Although it’s still early going on the project, playwright and lyricist Stephen Cole says:

“We have done several readings and the show is ready for a full fledged production…We have a prominent director interested who’s chomping at the bit and a producer with money. We’re looking for a proper venue to try it out and work on it. Musicals are tough to get right and the more work you can do in front of a real audience the better.”

Why Time after Time and not The Time Machine itself? Because, says Cole:

“I met a director who was interested in a sci-fi musical, so I considered ‘The Time Machine’ and told him to watch ‘Time After Time’ for reference…Eventually I realized a musical with Morlocks would be a surefire flop and became more enamored with Meyer’s film. Then I got the rights.”

Personally, I think a chorus kick-line of Morlocks would be boffo box office, but that’s just me.

(Image: Wikimedia Commons.)

[tags]H.G. Wells, musicals, theatre, science fiction[/tags]

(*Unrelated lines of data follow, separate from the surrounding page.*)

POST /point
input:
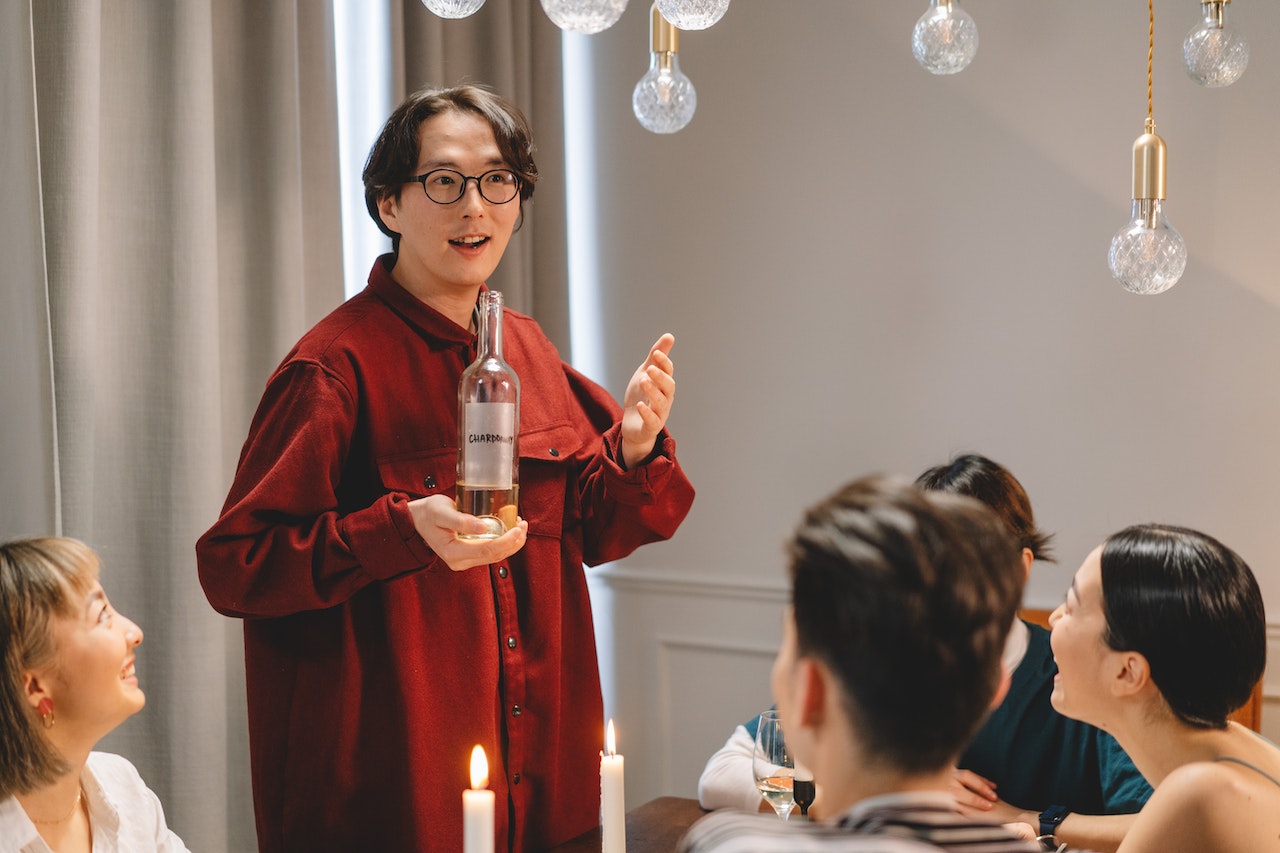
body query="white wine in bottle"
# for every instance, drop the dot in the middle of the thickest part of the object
(489, 429)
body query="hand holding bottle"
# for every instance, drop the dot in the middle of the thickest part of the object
(647, 402)
(438, 521)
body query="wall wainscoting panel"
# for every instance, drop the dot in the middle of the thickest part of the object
(685, 658)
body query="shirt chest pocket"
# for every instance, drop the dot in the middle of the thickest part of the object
(548, 465)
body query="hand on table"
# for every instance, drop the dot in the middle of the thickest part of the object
(976, 797)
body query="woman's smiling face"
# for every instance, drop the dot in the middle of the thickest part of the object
(1082, 655)
(92, 680)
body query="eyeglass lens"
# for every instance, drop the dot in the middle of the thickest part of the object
(446, 186)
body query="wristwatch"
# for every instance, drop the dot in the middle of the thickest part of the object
(1050, 819)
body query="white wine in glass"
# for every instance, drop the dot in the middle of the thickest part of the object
(771, 763)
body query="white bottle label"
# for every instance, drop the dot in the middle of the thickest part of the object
(490, 441)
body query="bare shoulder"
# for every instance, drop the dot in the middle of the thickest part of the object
(1208, 806)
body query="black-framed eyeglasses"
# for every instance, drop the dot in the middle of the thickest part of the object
(446, 186)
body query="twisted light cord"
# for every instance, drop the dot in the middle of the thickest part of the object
(1151, 53)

A stage version of The Time Machine

Edward Willett @ 25-01-2008

As the resident person-of-theatre here among the Futurismic bloggers, it behooves me to draw to your attention the first-ever stage version of H.G. Wells’s The Time Machine, which opened at the Women’s Club of Hollywood today for the first of 13 performances. (Via SF Signal.)

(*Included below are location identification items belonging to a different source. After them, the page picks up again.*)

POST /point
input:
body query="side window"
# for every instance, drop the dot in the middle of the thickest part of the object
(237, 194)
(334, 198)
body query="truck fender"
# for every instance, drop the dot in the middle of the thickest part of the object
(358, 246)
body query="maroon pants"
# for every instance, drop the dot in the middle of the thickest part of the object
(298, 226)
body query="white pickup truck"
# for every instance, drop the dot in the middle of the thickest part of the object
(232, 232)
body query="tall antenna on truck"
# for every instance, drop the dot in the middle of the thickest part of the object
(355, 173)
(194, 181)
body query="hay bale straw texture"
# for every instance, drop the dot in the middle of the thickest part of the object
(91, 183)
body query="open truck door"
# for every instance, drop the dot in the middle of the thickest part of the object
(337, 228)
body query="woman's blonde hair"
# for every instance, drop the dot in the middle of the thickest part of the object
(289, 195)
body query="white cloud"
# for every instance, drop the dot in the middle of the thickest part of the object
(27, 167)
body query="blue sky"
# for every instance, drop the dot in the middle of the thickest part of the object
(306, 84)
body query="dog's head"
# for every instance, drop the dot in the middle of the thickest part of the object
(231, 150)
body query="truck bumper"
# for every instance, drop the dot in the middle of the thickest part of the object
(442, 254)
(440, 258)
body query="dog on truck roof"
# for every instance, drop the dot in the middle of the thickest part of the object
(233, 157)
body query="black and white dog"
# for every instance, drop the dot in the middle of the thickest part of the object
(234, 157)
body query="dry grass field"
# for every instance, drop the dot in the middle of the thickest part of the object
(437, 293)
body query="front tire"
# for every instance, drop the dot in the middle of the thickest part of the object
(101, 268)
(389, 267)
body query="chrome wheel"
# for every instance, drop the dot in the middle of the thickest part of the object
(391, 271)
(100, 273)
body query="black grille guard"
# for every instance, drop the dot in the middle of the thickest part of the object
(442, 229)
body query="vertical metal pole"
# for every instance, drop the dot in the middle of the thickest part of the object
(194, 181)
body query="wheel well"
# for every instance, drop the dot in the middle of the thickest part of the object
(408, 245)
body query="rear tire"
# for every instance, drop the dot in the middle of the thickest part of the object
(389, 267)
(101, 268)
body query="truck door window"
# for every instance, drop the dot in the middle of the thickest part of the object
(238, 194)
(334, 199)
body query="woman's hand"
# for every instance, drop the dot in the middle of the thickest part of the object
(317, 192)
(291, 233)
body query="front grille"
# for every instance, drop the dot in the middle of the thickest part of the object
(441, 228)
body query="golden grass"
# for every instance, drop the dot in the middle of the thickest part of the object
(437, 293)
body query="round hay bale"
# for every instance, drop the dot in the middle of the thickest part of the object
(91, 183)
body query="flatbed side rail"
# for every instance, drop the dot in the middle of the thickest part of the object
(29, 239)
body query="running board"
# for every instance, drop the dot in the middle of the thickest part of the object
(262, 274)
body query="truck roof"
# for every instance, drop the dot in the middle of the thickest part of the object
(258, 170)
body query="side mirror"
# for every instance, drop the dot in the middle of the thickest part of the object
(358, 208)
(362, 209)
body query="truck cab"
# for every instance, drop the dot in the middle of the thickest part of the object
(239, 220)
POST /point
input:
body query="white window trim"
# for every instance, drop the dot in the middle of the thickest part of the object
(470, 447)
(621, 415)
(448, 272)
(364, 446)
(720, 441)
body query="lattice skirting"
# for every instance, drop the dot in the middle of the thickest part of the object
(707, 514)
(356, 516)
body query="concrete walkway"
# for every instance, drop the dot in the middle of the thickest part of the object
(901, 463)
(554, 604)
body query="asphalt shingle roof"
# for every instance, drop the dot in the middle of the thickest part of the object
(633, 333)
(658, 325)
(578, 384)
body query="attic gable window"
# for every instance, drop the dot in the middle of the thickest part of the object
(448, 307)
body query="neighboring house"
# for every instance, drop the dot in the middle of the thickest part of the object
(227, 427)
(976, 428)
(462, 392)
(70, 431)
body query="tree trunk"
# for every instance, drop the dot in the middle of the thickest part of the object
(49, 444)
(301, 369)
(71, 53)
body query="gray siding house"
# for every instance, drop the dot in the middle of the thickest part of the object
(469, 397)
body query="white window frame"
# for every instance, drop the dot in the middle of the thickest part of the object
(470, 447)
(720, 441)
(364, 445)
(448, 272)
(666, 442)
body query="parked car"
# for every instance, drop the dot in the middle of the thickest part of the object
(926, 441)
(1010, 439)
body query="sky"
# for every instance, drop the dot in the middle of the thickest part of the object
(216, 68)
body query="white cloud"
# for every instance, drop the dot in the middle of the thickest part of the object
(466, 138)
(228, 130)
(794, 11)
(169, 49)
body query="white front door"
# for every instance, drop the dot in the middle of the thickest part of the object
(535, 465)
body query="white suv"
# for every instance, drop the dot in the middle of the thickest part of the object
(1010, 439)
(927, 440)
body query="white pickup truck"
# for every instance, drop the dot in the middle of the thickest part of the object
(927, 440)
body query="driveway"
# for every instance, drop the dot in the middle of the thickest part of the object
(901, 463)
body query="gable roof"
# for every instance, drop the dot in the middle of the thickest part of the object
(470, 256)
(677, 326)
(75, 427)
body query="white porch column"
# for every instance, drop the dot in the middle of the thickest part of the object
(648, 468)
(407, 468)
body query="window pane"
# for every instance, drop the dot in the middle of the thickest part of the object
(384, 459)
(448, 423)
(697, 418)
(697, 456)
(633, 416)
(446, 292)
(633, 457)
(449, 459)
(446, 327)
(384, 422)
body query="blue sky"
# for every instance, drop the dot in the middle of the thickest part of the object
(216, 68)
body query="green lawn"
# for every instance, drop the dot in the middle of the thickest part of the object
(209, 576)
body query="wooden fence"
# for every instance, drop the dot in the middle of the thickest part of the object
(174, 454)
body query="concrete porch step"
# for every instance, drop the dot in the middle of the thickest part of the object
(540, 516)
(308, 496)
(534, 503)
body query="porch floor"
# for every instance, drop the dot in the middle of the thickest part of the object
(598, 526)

The novel has previously been adapted into two films, at least one television movie, and a number of comic books. It seems to be a real labor of love for Julian Bane, who is the producer, the lead actor, and the person who built the title prop and the sets. He also had a hand in the script with writer/director Phil Abatecola.

From Bane’s bio, elements of which will resonate with certain of us:

Born in Curitiba, Brazil in 1967, Julian Bane arrived in the United States at the age of 11. His love for the arts started at an early age: first with comics and drawing superheroes for his school paper to shooting Star Wars action figures and Styrofoam planets with a Super 8 camera, all the while building miniature sets and props. As a young man, Bane admired, leading characters in shows such as DOCTOR WHO and Star Trek. These characters later influenced Bane to become an actor.

“Their impact on my young mind was strong,” says Bane. “The DOCTOR and Captain Kirk were some of the best characters ever created.”

I’d love to know if it’s any good, so if a Futurismic reader happens to take it in…

(I’d also love to know why Bane put DOCTOR WHO in all capitals in his bio, but you can’t have everything.)